高密度ポリエチレンの袋に材料を入れ、できるだけ空気を抜き上の部分で結ぶ作業をしている生徒たち
奄美高校1階エントランスホールの展示品
奄美市名瀬の奄美高校(脇浩一校長)で19日、家政科の生徒を対象に、同市役所健康増進課の専門職員らが災害食(パッククッキング)についての出前講座をした。非常時を想定し、もしもに備えて備蓄食の準備、それらを活用したパッククッキングなど、調理実習を通して知識と技術を得た。
同市が推進する防災・減災の取り組みの一環。備蓄食の準備や活用方法を学び、災害時を想定した実習を通して実生活に役立てるのが目的。この日は、同課の管理栄養士である渡部真委子さんと野島未菜さんが講師となり、3・4限に3年4組34人が受講した。献立は焼き鳥ひじきごはんと蒸しパン(チョコ)。
災害時の食事については▽主食(炭水化物)、副菜(ビタミン、食物繊維)、主菜(たんぱく質)をそろえる▽配慮が必要な人(高血圧・糖尿病・食物アレルギー・高齢者・乳幼児・海外の人)▽食事や水分をしっかり摂る▽食中毒に注意―などの説明があった。
耐熱性のポリ袋を使って加熱調理するパッククッキングの調理のポイントは▽高密度ポリエチレン製の袋を使用▽薄味に仕上げ、好みに応じて調整する▽食材は厚みを均等にし、平らに入れる▽袋は加熱すると膨張するので、できるだけ空気を抜き、袋の上の部分で結ぶ。
説明の後、実際に調理を開始。
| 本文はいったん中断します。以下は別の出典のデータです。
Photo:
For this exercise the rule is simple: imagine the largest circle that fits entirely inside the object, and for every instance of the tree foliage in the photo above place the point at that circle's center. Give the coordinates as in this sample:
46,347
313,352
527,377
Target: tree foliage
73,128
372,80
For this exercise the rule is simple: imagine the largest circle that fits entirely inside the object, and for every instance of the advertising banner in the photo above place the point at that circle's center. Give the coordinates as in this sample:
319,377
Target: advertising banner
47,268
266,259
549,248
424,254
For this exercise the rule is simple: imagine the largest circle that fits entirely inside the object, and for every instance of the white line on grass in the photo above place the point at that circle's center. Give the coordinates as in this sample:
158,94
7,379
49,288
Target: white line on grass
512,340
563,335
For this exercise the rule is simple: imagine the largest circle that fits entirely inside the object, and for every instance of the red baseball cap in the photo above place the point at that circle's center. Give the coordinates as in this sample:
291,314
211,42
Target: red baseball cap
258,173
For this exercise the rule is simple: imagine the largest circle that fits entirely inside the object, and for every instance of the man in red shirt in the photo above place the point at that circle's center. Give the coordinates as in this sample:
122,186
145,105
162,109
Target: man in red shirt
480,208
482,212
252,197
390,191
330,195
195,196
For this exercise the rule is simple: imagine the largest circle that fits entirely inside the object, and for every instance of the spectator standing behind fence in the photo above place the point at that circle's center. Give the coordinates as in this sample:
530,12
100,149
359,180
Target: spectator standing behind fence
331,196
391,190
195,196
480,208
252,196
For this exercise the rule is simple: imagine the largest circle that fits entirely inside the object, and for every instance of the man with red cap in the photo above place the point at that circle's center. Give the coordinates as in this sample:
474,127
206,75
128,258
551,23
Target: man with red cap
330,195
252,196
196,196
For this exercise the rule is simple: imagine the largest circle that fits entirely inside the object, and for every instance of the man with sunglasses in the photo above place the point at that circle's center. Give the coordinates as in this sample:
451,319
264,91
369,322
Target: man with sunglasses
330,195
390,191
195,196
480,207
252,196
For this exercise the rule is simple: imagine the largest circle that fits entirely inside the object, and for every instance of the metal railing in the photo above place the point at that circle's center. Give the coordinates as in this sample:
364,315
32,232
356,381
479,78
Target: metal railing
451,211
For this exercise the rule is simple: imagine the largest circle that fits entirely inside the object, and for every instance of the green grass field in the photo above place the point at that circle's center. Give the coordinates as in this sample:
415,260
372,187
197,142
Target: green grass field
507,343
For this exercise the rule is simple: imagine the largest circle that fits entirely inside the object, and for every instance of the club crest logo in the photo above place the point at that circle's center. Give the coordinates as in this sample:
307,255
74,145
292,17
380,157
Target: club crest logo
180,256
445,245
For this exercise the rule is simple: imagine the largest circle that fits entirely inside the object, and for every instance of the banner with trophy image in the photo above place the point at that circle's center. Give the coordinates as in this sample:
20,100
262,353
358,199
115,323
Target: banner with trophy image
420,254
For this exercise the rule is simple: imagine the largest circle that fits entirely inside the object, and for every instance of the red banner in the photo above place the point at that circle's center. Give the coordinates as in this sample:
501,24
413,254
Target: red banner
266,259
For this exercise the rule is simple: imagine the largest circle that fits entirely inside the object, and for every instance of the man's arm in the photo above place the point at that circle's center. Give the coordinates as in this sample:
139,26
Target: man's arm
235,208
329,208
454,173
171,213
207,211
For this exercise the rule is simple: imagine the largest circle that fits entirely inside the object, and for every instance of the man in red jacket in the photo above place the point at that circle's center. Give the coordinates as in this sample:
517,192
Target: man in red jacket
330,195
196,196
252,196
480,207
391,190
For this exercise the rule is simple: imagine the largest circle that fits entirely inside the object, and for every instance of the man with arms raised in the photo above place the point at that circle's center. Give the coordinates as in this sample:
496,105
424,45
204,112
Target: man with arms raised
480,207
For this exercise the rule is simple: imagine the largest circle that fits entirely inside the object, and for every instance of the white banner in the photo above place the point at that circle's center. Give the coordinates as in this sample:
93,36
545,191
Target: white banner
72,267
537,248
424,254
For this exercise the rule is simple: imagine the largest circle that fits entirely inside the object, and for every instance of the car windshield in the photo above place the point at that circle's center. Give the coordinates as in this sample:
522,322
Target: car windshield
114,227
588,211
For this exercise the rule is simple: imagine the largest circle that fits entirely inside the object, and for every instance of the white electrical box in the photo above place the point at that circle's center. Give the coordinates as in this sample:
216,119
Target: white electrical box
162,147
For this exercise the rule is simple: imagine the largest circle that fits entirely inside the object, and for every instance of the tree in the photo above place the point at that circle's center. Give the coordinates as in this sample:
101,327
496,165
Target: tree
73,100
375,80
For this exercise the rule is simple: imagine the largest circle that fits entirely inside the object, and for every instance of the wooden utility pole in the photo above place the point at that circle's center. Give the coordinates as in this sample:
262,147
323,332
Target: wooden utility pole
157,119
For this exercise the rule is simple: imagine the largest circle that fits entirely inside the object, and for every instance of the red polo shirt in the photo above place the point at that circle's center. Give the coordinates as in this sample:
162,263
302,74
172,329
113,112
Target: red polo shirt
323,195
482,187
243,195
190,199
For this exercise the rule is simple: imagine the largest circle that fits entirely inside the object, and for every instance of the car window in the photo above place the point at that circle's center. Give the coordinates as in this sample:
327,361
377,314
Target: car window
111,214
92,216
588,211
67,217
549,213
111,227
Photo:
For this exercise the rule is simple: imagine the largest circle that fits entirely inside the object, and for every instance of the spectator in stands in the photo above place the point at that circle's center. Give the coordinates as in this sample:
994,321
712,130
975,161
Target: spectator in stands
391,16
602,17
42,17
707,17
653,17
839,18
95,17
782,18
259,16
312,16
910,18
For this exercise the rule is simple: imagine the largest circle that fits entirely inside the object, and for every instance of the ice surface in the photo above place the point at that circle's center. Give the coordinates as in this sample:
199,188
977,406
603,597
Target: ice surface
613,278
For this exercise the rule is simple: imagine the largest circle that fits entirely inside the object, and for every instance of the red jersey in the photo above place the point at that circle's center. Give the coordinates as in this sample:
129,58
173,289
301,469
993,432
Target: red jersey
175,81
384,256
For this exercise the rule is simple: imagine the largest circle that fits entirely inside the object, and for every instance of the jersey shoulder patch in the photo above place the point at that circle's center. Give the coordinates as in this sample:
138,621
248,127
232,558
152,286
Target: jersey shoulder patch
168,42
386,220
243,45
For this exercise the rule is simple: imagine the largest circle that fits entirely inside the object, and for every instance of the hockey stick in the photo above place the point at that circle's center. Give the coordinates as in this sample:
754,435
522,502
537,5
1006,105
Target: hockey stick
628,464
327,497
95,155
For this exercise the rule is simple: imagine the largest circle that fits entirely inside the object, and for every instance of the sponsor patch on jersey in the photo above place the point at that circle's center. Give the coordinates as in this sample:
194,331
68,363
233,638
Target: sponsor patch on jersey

焼き鳥ひじきご飯は、袋に無洗米・水・焼き鳥缶詰・乾燥ひじき・麺つゆ・おろしショウガを混ぜる。蒸しパンは、別の袋にホットケーキミックス、豆乳、チョコを混ぜる。沸騰した一つの鍋で(約30分)浸水させると完成。二つの料理を同時に作れるので節水にもなった。
貴島栞菜(かんな)さん(18)は「簡単な材料で、包丁を使わずに料理ができることを学んだが、袋の中の空気を抜くのが難しかった。また、非常食の種類がたくさんあることを知った」と話した。
渡部さんは「災害食は簡単に調理できることを伝えたかった」と話し、「普段、食べ慣れているものを多めに買って備蓄、それを食べて、買い足す―というローリングストックを薦めている。家族で話し合って確認してほしい」と語った。